Now, my stranger happens to be a very talented, very professional guy who has lots of theatre experience under his belt and tackles these scenes like the pro he is. I, however, collapse into fits of school-girl giggles when things get mushy. Granted, we've only rehearsed the Big Intense Love Scene a few times. It goes like this . . . my Pop just left us alone in the house for the evening. Sid is trying desperately to make a move, and I'm dodging all advances with small talk. Since this is a musical, naturally he spontaneously bursts into a beautiful ballad called - you guessed it - "Small Talk." He is wooing me with lines like "I don't want to talk small talk, I've got better things for your lips to do", and I'm piping in with silly little things like "What do you think they charge for ham now?" He's kissing my hand, wrapping his arms around me, nuzzling my neck, etc., and I just keep ducking away at just the right moment. Inevitably, though, we kiss at the end of the song.

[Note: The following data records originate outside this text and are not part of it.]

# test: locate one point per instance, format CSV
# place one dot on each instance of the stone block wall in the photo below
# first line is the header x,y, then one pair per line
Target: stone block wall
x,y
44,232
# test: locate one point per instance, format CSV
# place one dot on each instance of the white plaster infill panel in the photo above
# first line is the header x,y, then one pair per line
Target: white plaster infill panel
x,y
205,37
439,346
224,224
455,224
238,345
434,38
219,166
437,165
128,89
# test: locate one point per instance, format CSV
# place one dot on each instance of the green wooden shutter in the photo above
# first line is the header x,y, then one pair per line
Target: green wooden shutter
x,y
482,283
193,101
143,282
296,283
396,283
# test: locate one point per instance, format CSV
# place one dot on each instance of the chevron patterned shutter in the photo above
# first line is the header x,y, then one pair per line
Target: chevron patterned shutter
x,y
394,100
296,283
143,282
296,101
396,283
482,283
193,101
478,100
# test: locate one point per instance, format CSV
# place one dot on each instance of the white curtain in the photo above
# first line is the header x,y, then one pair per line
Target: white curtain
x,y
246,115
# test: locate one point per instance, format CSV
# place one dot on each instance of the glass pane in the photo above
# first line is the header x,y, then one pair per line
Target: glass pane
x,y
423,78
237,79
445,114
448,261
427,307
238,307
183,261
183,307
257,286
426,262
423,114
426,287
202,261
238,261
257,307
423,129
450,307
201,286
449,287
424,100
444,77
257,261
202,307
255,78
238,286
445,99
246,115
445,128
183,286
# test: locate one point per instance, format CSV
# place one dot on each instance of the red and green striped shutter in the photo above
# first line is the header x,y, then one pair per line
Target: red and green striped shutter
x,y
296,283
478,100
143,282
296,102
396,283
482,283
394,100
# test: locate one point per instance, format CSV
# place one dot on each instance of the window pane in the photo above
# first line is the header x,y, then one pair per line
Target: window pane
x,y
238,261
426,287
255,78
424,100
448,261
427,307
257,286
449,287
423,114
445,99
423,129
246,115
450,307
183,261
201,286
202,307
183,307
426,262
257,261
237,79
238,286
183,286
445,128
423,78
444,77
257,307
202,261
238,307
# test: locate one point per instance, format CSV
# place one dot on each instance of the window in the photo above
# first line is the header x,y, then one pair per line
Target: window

Only, we haven't actually rehearsed the kiss yet. I can't help it. It is WEIRD to be affectionate with someone other than your husband, even when your husband has given you his blessing.
I realize that I'm not the first person to have to deal with this, and probably not the first to find it awkward. I suppose I will just have to put on my big-girl panties. The one thing I am sure of is that I want to do a good job, so I have to just give it my all. We have rehearsal again tomorrow, so I'll let you know how it goes.